Convém esclarecer que Alexis não é um rejeitado do Barça. O clube blaugrano gostaria de contar com um homem que, sobretudo a partir do banco, marcou dezanove golos. Mas Sánchez quer, e merece, a titularidade numa equipa competitiva e em Barcelona tinha que discutir a posição com um dos meninos queridos da afición catalã, Pedro Rodriguez. O investimento feito pelos culé em Luis Suárez obrigava também o clube a vender algum dos seus ativos e a valorização do chileno, graças à boa prestação no Brasil, veio mesmo a calhar.

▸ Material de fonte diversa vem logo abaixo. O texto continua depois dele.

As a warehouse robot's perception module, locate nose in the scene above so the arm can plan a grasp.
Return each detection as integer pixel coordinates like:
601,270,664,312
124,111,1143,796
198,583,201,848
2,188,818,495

Wenger decisivo na escolha de Sánchez

alexis-sanchezA dar crédito ao que vai circulando nos meios de comunicação, não faltaram interessados, sendo que a disputa final se resumiu a Juventus, Liverpool e Arsenal. A certa altura Sánchez parecia estar na eminência de rumar a Anfield mas os Gunners acabaram por vencer a corrida. Os média apontam vários argumentos que pesaram a favor dos londrinos. Para começar a localização, sendo Londres uma metrópole apelativa, depois as excelentes recomendações de Cesc Fabregás, que terá destacado o ambiente familiar que se vive nos Emirates. A presença regular na Liga dos Campeões também não há de ter passado despercebida. Mas Alexis destacou apenas dois: a filosofia de jogo e Arsène Wenger. O avançado chileno disse apreciar a forma como o Arsenal joga, um estilo de jogo que ele considera próximo do praticado pela seleção do seu país, e no qual acredita que se irá integrar com naturalidade. Mas decisiva na sua escolha foi a possibilidade de trabalhar com o treinador francês, um técnico com quem se pode aprender muito e evoluir. Segundo consta, Wenger pegou no telefone e falou diretamente com Alexis, à semelhança do que tinha feito com Ozil, para lhe explicar os planos que tinha para o clube e como gostaria de o incluir neles. Esse toque pessoal, esse charme de velho mestre que todos reconhecem a Wenger, parece ter feito a diferença.

Arsenal tem tudo a ganhar

Os valores exatos envolvidos não foram divulgados oficialmente mas fala-se numa cifra que ronda os trinta e cinco milhões de libras. Dispendioso, para os padrões do Arsenal, mas acredito que Sánchez vale cada cêntimo e vai render o dobro. Aos vinte e cinco anos, com menos de um metro e setenta, muitos podem imaginar que aqui vem mais um pequeno tecnicista, tão ao estilo da formação catalã. Mas Alexis é um touro, compacto e possante. As qualidades futebolísticas foram bem evidenciadas nos anos mais recentes, tanto no Barça como no Chile. O drible, a tendência para partir para cima do adversário no um-para-um, os remates certeiros, serão contributos importantes para a sua nova equipa. Mas realmente diferenciadores deverão ser a rapidez, intensidade e entrega ao jogo que Alexis Sánchez tem e que tanta falta fizeram aos Gunners em diferentes períodos da temporada passada. Se estiverem dispostos a isso, tanto Walcott como Oxlade-Chamberlain terão muito a ganhar e a aprender com a nova contratação. A versatilidade do chileno – que pode jogar em qualquer uma das linhas ou no centro, como avançado – vai permitir mais diversidade tática a Arsène Wenger, podendo adaptar a formação ao adversário. Quem deve estar radiante com o novo reforço é Olivier Giroud. Com Sánchez no plantel, o francês não só terá companhia de qualidade na frente de ataque como também direito a algum descanso.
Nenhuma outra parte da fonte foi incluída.